Evaluating local growth
So there were a few topics discussed on air today with the main one being evaluation of local area economic growth and development (based on my post yesterday). I think the audience, JT, and I viewed the issues similarly. One of the principle issues remains there is no absolute set of standards for evaluation. Is 3% growth in wages good? Bad? What are at the proper comparisons?
Modifications and additions by the callers varied. Some suggested parsing any data into a public v. private sector comparison. This has the benefit of being possible with much of the data and potentially meaningful. Another caller seized on an issue I raised at the start of the show which is incredibly meaningful for the exercise: what is the community identity? I think this enormously important for a proper choice of comparison cities. Is Grand Forks a college town? Is it a retail hub? Are the policies implemented leveraging strengths or fighting against weaknesses? Identity is really important and while data contributes a significant part to that story there are attitudes and beliefs that weigh heavily as well.
The same caller suggested looking at population measures with an effort to discount the college population and then compare the age distribution with other cities. This is interesting and I will give it some thoughts on execution and see if it yields anything.
As yet unresolved is the proper set of comparison cities and really any set of standards, objective or otherwise to choose and evaluate them.
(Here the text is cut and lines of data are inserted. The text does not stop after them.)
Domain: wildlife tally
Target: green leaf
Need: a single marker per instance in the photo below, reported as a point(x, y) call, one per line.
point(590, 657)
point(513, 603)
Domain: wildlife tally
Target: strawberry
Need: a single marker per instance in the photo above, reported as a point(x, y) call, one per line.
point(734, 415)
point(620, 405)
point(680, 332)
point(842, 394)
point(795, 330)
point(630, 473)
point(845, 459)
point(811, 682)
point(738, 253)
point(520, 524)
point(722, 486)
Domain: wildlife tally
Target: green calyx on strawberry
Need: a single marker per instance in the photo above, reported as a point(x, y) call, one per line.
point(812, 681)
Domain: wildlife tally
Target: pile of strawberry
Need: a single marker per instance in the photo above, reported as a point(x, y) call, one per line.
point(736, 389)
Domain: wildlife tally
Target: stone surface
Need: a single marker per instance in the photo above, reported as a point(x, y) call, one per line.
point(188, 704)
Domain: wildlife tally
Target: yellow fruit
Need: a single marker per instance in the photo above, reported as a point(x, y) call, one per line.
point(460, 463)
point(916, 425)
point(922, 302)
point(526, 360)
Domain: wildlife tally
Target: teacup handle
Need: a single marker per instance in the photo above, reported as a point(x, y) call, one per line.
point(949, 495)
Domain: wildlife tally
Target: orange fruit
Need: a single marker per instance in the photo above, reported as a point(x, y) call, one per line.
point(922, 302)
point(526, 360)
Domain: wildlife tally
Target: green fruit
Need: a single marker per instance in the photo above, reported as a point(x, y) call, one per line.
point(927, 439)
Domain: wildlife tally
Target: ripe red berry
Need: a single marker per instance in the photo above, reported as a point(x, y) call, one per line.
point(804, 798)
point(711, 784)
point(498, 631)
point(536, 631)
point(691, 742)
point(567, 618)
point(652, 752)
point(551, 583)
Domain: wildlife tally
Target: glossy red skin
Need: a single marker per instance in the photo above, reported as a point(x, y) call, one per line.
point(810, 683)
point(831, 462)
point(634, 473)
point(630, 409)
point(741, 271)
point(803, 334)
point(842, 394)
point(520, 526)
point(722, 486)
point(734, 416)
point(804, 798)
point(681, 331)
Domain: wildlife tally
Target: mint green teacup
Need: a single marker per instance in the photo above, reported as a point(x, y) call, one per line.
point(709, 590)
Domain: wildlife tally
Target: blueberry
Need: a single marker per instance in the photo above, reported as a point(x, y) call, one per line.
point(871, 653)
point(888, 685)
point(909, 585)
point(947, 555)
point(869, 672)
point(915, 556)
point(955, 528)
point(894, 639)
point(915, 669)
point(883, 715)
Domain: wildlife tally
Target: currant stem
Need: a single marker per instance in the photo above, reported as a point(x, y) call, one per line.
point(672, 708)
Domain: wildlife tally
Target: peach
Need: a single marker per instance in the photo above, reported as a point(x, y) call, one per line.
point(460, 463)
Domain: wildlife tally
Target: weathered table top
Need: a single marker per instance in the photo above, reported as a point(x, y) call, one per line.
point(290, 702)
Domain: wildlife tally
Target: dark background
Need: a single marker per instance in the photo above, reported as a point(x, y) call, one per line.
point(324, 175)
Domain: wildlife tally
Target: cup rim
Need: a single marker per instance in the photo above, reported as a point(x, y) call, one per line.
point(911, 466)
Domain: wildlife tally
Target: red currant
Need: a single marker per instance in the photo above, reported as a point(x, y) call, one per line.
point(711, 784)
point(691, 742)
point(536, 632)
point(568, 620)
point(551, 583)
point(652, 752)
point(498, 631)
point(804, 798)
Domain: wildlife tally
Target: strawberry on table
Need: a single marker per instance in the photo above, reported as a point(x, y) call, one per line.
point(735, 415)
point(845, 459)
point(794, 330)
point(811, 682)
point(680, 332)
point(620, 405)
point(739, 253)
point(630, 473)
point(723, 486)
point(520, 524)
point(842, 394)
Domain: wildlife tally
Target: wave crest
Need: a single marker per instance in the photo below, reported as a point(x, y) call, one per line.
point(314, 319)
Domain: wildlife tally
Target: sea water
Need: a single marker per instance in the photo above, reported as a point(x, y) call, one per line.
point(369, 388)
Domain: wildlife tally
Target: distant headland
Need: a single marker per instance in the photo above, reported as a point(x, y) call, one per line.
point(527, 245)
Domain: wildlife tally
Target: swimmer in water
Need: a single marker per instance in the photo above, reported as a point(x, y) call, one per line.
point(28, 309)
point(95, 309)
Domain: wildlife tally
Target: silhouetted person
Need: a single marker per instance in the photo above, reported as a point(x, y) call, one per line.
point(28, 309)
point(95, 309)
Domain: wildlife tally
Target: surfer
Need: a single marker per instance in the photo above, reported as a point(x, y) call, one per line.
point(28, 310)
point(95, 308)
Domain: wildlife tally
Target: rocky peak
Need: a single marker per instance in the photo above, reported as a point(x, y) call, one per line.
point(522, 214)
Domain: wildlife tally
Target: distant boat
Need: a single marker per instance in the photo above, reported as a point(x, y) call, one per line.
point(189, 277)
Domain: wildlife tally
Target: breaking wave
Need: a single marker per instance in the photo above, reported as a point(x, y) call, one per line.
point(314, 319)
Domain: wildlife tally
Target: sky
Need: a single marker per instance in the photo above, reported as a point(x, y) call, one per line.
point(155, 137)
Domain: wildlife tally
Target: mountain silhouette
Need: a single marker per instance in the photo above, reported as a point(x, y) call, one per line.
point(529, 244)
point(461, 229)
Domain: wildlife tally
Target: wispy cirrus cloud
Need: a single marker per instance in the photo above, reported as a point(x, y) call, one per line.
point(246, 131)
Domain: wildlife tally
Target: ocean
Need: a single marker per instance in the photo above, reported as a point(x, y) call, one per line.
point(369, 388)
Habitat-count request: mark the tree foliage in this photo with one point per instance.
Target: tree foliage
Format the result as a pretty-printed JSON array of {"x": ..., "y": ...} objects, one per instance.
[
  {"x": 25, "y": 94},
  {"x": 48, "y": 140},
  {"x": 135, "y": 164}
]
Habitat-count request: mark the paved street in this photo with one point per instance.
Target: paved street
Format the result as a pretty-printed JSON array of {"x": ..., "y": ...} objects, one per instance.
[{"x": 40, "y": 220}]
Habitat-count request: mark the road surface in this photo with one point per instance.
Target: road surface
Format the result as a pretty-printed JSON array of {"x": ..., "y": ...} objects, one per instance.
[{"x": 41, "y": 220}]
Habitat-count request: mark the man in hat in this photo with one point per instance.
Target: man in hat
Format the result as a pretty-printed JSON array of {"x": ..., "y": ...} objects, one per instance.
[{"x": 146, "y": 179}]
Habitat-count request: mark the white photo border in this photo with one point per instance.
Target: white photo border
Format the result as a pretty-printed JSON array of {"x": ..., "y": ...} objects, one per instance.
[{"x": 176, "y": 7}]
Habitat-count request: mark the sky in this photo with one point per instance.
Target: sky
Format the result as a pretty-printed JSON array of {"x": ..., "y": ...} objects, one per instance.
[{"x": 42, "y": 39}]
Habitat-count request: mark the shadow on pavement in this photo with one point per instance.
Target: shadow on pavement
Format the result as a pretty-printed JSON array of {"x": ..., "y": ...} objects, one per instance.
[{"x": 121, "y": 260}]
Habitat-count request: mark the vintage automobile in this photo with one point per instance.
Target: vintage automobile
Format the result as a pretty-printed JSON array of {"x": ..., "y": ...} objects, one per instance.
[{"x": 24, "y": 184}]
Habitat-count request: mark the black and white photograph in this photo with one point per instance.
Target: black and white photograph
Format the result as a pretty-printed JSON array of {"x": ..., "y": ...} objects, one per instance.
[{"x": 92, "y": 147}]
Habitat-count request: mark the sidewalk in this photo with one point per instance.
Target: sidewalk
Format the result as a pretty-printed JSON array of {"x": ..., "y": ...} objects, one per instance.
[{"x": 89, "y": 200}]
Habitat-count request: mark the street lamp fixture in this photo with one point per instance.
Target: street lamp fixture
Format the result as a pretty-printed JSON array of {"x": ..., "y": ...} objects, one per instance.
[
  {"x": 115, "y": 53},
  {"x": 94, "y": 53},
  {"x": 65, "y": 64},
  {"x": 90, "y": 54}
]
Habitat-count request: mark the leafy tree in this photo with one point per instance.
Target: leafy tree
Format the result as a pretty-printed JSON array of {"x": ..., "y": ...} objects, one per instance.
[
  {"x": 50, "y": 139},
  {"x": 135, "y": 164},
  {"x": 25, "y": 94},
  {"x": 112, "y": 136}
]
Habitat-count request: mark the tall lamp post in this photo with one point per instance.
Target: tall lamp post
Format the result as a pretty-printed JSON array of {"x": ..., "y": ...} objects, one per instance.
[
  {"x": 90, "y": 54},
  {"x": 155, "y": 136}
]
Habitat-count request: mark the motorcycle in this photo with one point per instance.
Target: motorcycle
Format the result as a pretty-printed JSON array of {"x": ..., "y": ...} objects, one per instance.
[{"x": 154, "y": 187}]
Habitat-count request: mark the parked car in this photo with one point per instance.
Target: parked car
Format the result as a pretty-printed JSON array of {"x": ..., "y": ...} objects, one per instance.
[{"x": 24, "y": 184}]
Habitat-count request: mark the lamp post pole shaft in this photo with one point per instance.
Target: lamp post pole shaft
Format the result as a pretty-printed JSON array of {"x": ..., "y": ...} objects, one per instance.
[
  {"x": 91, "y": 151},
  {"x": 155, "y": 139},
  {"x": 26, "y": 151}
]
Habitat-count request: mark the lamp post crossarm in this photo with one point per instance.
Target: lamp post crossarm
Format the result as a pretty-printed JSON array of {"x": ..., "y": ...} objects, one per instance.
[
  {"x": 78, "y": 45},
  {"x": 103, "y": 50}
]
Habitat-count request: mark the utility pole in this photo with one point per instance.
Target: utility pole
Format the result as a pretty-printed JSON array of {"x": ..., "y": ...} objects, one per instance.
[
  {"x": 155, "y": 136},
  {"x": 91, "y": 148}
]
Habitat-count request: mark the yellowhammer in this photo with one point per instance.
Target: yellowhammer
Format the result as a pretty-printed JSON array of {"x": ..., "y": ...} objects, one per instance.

As a part of the larger question the topic of retail stores came up. JT asked if the retail apocalypse is an overblown concern. As in all things the answer is a mixed bag. From my perspective there will always be room for brick-and-mortar retailers. The extent to which they remain viable and competitive with online retailers will depend on community support and really the ability of the retailer to provide products or services the consumers want to buy.
I was recently at the Mall of America (or as I call it the Cathedral to American consumerism) and there is no sign of struggles for brick-and-mortar establishments there. So the questions to ask get at economies of scale, economies of agglomeration, and the mix of stores provided by a mall.
For a community like Grand Forks it might be the case that these factors are stacked up against a local mall, though I think a better analysis of retail demands and the willingness of local shoppers to travel for shopping or to shop online would be important.
For next week
I think the age distribution and some comparison locations will be in order for next week along with the other, more academic, research underway right now. And we will of course see what else is going on with national events like the government shutdown and the possibility of local impacts and other stories cropping up before then.